Je profitai alors finalement de ces quelques instants en me rendant bien compte qu'ils étaient précieusement uniques, et que je ne les revivrais probablement plus jamais.

Lorsque j'eus fini de manger ma part, je tournai ma tête vers lui, cet incroyable garçon qui avait tenté de me sauver de mes suicides, et qui avait réussit les doigts dans le nez.

Il était visiblement plongé dans ses pensées, ses iris grises en direction du ciel. Je l'observai comme pour la première fois, des tonnes de questions passant les unes après les autres en se bousculant dans ma tête réveillaient ma migraine endormie. Mais il n'y en eut seulement qu'une qui parvint à se détacher du lot pour aller franchir la barrière de mes lèvres.

- Jackson?

Ma voix sortit de ma gorge timidement. Il tourna sa tête vers moi après quelques secondes, sa part de pizza toujours en suspension dans sa main.

- Pourquoi?

Il fronça les sourcils, dans l'incompréhension la plus totale.

- Pourquoi? il répéta calmement, juste après moi.

- Pourquoi... pourquoi me sauver encore et encore?
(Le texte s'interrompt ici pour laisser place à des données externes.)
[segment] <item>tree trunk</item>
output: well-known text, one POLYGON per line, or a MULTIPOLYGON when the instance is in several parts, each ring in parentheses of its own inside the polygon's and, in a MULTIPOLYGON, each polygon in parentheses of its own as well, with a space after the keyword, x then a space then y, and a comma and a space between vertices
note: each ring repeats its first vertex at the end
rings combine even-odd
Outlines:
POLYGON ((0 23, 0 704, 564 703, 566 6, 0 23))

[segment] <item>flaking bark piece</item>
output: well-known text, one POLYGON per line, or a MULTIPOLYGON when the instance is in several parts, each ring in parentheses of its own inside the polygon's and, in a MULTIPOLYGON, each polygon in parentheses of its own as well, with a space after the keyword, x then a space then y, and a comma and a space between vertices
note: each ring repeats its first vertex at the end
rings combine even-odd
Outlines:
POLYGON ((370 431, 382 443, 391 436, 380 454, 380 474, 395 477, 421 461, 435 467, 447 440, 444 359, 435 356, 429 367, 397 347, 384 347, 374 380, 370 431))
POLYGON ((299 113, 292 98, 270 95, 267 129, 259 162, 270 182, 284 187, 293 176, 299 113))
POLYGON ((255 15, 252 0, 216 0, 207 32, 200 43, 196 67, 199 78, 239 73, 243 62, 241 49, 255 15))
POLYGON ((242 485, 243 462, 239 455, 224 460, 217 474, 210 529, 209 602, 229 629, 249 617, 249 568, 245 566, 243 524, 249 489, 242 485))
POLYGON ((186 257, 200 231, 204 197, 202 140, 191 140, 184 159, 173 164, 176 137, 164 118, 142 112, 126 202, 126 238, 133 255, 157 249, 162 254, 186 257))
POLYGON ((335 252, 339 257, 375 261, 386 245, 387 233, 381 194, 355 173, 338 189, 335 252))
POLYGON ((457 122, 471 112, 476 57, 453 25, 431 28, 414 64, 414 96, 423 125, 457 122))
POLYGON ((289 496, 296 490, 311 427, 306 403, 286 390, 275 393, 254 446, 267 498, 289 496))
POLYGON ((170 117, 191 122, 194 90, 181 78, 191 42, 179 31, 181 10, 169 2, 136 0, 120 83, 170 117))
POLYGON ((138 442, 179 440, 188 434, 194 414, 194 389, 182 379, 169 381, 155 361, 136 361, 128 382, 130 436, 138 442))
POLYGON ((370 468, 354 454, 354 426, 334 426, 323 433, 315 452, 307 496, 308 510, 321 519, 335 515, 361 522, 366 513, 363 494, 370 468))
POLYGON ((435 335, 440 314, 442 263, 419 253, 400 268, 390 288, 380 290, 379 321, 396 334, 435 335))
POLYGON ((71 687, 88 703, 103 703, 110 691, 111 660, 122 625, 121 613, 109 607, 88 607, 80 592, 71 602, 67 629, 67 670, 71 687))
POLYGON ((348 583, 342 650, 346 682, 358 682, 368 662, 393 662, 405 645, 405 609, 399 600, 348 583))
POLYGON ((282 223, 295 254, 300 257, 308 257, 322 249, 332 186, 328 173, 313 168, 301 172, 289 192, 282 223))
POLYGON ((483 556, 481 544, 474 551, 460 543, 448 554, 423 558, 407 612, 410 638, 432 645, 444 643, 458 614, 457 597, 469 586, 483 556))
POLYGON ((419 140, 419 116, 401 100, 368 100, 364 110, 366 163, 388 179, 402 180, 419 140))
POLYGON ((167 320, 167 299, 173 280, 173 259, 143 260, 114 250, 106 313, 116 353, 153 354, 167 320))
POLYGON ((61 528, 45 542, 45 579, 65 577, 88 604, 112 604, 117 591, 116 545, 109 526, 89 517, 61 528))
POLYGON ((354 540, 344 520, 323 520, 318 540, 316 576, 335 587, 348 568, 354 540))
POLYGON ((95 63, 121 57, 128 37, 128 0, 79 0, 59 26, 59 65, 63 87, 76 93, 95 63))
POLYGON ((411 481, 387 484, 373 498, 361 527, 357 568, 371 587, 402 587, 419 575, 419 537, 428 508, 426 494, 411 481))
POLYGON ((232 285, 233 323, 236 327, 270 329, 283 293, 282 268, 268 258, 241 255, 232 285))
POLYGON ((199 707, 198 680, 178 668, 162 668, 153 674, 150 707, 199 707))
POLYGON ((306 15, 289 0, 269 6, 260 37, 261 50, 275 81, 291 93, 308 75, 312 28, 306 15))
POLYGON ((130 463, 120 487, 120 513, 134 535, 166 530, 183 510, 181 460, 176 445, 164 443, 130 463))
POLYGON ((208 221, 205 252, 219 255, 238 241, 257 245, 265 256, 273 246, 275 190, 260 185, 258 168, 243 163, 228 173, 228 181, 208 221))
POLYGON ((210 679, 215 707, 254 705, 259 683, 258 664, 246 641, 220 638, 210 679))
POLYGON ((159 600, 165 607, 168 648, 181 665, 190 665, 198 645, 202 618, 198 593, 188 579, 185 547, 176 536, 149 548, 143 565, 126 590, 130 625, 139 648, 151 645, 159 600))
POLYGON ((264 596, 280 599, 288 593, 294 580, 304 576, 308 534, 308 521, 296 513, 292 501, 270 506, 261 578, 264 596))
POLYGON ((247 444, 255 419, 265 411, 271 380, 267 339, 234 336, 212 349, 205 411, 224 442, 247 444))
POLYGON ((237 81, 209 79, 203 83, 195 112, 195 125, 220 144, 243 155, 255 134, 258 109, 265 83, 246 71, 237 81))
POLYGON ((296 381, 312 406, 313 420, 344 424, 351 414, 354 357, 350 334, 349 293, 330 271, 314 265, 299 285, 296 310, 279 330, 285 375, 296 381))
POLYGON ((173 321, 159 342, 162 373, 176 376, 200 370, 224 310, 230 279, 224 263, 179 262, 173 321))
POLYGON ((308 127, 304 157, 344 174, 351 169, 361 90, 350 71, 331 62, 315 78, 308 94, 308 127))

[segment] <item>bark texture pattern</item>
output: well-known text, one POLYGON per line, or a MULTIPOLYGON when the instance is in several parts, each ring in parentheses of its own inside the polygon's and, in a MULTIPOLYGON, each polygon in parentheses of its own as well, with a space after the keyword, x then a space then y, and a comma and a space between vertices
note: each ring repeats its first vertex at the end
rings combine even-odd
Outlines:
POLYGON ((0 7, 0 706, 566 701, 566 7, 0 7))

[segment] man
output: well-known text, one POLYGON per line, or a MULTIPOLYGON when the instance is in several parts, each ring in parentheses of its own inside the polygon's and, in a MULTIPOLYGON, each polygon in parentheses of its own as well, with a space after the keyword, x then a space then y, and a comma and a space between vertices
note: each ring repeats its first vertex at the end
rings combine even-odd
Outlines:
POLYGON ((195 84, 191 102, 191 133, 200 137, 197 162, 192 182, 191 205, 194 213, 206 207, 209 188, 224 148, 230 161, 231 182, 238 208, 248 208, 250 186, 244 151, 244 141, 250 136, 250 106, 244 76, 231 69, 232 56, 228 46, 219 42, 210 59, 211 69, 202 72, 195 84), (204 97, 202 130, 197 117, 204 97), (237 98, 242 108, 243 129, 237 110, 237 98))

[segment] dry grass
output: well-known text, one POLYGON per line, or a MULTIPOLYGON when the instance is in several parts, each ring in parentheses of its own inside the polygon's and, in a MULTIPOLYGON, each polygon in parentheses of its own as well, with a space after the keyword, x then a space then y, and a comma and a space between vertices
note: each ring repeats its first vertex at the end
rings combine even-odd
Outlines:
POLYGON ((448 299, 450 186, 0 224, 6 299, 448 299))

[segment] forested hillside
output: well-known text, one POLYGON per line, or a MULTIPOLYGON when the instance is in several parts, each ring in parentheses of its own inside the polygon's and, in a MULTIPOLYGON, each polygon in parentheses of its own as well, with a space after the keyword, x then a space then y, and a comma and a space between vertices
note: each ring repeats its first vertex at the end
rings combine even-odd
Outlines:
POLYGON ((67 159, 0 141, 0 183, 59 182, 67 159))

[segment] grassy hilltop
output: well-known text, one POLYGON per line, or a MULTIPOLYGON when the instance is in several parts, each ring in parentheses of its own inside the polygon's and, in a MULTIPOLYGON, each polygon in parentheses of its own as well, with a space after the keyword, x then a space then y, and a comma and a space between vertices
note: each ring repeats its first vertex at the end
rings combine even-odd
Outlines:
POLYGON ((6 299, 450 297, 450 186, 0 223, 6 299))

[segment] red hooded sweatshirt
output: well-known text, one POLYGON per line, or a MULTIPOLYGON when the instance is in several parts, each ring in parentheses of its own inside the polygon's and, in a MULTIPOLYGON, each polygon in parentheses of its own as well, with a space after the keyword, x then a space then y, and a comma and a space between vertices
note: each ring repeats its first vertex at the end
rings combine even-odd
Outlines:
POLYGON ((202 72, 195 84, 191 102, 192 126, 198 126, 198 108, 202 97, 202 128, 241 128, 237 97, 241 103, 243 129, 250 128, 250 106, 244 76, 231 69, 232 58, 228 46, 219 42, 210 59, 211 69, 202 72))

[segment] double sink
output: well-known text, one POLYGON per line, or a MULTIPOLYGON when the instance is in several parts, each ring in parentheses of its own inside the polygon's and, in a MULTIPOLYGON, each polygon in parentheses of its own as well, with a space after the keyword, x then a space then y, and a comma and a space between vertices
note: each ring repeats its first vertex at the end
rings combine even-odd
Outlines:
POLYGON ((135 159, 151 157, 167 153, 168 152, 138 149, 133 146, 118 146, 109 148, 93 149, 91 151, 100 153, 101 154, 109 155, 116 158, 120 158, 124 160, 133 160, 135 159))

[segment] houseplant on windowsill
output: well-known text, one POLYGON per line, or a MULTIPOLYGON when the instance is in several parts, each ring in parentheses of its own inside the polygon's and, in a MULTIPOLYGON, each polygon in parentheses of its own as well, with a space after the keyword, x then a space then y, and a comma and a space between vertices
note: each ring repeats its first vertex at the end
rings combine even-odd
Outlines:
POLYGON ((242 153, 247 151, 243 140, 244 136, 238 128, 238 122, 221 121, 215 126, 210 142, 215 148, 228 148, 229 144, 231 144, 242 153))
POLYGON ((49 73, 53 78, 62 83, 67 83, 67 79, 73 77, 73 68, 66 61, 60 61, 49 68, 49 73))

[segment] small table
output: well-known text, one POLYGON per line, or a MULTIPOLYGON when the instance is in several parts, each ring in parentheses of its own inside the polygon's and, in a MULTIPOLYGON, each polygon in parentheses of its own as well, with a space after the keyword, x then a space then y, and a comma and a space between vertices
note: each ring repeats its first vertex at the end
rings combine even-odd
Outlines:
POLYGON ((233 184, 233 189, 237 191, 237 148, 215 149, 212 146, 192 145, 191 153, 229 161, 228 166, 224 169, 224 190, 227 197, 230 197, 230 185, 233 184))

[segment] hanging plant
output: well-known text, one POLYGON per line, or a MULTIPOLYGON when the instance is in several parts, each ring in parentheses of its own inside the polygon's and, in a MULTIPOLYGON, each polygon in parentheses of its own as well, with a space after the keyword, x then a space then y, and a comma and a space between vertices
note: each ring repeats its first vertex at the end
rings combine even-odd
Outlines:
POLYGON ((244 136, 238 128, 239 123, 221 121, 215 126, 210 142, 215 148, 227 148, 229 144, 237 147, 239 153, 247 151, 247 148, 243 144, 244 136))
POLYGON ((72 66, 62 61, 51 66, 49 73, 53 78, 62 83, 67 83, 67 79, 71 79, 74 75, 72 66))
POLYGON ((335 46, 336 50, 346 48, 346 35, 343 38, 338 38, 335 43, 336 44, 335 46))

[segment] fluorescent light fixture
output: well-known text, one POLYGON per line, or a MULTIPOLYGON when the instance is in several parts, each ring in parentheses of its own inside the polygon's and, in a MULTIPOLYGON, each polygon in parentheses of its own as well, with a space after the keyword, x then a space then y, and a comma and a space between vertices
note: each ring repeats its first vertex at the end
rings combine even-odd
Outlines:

À deux reprises tu as eu l'occasion de ne pas agir, mais tu l'as quand même fait alors que... Tu n'as rien en échange et rien à y gagner non plus alors... explique-moi; pourquoi?

- C'est pourtant logique, Alicia.

- Donc ça ne dépasse pas la logique, c'est ça ? fis-je, C'est pour te prouver ton humanité c'est cela? Pour garder bonne conscience?

On se regarda longuement, muets. Je fixai longtemps ses yeux. Ceux-ci semblèrent cacher d'innombrables secrets, ils semblaient avoir vu beaucoup trop de choses. Ils étaient sombres. D'ailleurs, il me sonda du regard avant de me répondre, quelques minutes après.

- C'est bien plus compliqué que ça mais... arrêtons-nous là.